[PATCH 10/10] vfio/pci: Add dma-buf export support for MMIO regions

Wed Jul 30 16:01:53 UTC 2025

On Wed, Jul 30, 2025 at 03:49:45PM +0100, Robin Murphy wrote:
> On 2025-07-29 9:13 pm, Jason Gunthorpe wrote:
> > On Tue, Jul 29, 2025 at 08:44:21PM +0100, Robin Murphy wrote:
> > 
> > > In this case with just one single
> > > contiguous mapping, it is clearly objectively worse to have to bounce in and
> > > out of the IOMMU layer 3 separate times and store a dma_map_state,
> > 
> > The non-contiguous mappings are comming back, it was in earlier drafts
> > of this. Regardless, the point is to show how to use the general API
> > that we would want to bring into the DRM drivers that don't have
> > contiguity even though VFIO is a bit special.
> > 
> > > Oh yeah, and mapping MMIO with regular memory attributes (IOMMU_CACHE)
> > > rather than appropriate ones (IOMMU_MMIO), as this will end up doing, isn't
> > > guaranteed not to end badly either (e.g. if the system interconnect ends up
> > > merging consecutive write bursts and exceeding the target root port's MPS.)
> > 
> > Yes, I recently noticed this too, it should be fixed..
> > 
> > But so we are all on the same page, alot of the PCI P2P systems are
> > setup so P2P does not transit through the iommu. It either takes the
> > ACS path through a switch or it uses ATS and takes a different ACS
> > path through a switch. It only transits through the iommu in
> > misconfigured systems or in the rarer case of P2P between root ports.
> 
> For non-ATS (and ATS Untranslated traffic), my understanding is that we rely
> on ACS upstream redirect to send transactions all the way up to the root
> port for translation (and without that then they are indeed pure bus
> addresses, take the pci_p2pdma_bus_addr_map() case,

My point is it is common for real systems to take the pci_p2pdma_bus_addr_map()
path. Going through the RP is too slow.

> all irrelevant). In Arm system terms, simpler root ports may well have to
> run that traffic out to an external SMMU TBU, at which point any P2P would
> loop back externally through the memory space window in the system

Many real systems simply don't support this at all :(

> But of course, if it's not dma-direct because we're on POWER with TCE,
> rather than VFIO Type1 implying an iommu-dma/dma-direct arch, then who
> knows? I imagine the complete absence of any mention means this hasn't been
> tried, or possibly even considered?

POWER uses dma_ops and the point of this design is that dma_may_phys()
will still call the dma_ops. See below.

> I don't get what you mean by "not be a full no-op", can you clarify exactly
> what you think it should be doing? Even if it's just the dma_capable() mask
> check equivalent to dma_direct_map_resource(), you don't actually want that
> here either - in that case you'd want to fail the entire attachment to begin
> with since it can never work.

The expectation would be if the dma mapping can't succeed then the
phys map should fail. So if dma_capable() or whatever is not OK then
fail inside the loop and unwind back to failing the whole attach.

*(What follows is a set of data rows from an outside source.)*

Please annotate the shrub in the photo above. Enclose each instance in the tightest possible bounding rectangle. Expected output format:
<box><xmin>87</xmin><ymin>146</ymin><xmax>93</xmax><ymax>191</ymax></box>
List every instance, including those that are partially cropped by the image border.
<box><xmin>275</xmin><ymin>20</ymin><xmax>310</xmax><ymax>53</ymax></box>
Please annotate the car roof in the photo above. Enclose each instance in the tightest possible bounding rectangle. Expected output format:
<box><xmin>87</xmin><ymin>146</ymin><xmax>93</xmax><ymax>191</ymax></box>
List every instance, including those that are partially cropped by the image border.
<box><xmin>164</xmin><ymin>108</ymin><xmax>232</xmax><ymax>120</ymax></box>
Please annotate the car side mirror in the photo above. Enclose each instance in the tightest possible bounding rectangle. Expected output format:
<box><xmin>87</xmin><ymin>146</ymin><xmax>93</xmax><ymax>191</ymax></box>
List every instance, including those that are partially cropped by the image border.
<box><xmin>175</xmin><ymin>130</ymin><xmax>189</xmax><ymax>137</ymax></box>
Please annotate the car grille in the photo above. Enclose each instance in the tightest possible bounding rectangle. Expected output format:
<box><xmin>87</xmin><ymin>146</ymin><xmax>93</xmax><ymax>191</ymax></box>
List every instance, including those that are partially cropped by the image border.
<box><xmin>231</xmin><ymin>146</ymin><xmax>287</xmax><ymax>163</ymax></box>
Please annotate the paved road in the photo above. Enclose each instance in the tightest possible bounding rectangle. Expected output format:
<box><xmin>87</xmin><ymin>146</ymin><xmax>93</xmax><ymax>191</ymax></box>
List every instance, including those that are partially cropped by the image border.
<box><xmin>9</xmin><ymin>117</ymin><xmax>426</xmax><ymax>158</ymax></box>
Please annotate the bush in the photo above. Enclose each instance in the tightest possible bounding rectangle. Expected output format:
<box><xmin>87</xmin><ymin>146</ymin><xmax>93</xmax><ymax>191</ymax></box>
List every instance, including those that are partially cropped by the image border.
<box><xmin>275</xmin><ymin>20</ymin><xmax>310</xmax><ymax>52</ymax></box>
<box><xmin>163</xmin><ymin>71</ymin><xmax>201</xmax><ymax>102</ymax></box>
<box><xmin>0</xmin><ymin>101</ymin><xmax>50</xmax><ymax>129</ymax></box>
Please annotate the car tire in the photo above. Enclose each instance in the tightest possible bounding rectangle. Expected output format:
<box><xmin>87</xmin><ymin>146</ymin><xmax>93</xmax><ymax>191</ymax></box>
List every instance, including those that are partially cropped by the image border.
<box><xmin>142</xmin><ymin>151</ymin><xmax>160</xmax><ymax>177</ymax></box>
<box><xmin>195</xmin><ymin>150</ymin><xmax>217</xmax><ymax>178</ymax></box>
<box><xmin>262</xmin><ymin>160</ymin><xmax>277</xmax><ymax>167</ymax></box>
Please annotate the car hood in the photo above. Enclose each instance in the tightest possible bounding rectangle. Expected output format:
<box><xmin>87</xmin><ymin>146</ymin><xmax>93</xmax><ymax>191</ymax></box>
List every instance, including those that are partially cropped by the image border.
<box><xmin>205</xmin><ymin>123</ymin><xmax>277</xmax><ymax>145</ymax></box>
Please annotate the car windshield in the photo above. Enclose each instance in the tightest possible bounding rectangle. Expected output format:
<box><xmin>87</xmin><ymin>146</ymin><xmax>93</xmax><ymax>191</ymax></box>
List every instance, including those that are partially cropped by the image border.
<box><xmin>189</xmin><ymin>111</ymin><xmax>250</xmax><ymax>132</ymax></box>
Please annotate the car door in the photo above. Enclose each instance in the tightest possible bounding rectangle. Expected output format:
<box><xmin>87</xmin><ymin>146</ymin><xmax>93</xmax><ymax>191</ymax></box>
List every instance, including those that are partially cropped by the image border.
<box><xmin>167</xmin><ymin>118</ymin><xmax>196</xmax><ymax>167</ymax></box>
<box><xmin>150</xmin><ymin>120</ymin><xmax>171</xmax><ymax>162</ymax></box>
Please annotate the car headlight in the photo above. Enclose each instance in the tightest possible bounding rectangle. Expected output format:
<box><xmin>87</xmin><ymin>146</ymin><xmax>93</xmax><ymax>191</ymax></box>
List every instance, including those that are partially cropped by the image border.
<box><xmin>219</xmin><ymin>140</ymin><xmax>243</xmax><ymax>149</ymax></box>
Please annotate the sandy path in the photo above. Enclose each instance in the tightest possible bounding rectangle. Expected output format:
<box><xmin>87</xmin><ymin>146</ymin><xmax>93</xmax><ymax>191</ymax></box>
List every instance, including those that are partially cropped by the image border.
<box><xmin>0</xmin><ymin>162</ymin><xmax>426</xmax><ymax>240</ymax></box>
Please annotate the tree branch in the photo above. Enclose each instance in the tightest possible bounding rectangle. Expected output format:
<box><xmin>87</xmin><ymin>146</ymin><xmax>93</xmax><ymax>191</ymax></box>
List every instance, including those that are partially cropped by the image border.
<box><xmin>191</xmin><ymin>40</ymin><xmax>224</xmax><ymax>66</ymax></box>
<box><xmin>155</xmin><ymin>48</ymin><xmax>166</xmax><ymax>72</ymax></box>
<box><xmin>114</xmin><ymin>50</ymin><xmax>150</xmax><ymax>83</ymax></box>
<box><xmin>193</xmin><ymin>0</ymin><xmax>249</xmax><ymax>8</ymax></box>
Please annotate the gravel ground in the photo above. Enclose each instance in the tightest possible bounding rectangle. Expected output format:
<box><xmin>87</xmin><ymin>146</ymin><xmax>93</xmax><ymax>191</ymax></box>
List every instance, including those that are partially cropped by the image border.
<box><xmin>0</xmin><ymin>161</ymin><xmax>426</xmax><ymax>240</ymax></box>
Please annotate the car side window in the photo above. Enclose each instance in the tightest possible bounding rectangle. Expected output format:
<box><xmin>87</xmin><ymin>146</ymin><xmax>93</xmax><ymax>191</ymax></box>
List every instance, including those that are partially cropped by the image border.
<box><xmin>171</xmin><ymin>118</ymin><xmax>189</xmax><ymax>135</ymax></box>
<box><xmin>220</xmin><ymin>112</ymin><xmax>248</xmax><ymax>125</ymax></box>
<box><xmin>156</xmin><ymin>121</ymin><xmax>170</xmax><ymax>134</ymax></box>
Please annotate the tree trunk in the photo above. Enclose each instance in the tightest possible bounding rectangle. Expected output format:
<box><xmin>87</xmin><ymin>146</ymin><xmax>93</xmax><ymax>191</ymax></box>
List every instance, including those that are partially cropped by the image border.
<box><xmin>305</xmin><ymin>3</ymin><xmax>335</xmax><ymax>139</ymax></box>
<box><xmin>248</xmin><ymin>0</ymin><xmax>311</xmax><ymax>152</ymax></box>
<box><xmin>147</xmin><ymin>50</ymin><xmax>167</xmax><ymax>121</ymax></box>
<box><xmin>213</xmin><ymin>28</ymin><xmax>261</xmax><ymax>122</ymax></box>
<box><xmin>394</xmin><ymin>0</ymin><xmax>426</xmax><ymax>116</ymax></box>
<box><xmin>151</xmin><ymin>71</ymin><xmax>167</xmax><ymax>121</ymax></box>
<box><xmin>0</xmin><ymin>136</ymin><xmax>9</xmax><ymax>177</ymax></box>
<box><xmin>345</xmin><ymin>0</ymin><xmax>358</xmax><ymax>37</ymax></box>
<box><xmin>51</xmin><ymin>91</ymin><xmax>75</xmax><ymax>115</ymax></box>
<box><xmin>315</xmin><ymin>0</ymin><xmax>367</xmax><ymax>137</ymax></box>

> > It should be failing for cases where it is not supported (ie
> > swiotlb=force), it should still be calling the legacy dma_ops, and it
> > should be undoing any CC mangling with the address. (also the
> > pci_p2pdma_bus_addr_map() needs to deal with any CC issues too)
> 
> Um, my whole point is that the "legacy DMA ops" cannot be called, because
> they still assume page-backed memory, so at best are guaranteed to fail; any
> "CC mangling" assumed for memory is most likely wrong for MMIO, and there
> simply is no "deal with" at this point.

I think we all agreed it should use the resource path. So legacy DMA
ops, including POWER, should end up calling

struct dma_map_ops {
	dma_addr_t (*map_resource)(struct device *dev, phys_addr_t phys_addr,
			size_t size, enum dma_data_direction dir,
			unsigned long attrs);

And if that is NULL it should fail.

> A device BAR is simply not under control of the trusted hypervisor the same
> way memory is;

I'm not sure what you mean? I think it is, at least for CC I expect
ACS to be setup to force translation and this squarly puts access to
the MMIO BAR under control of the the S2 translation.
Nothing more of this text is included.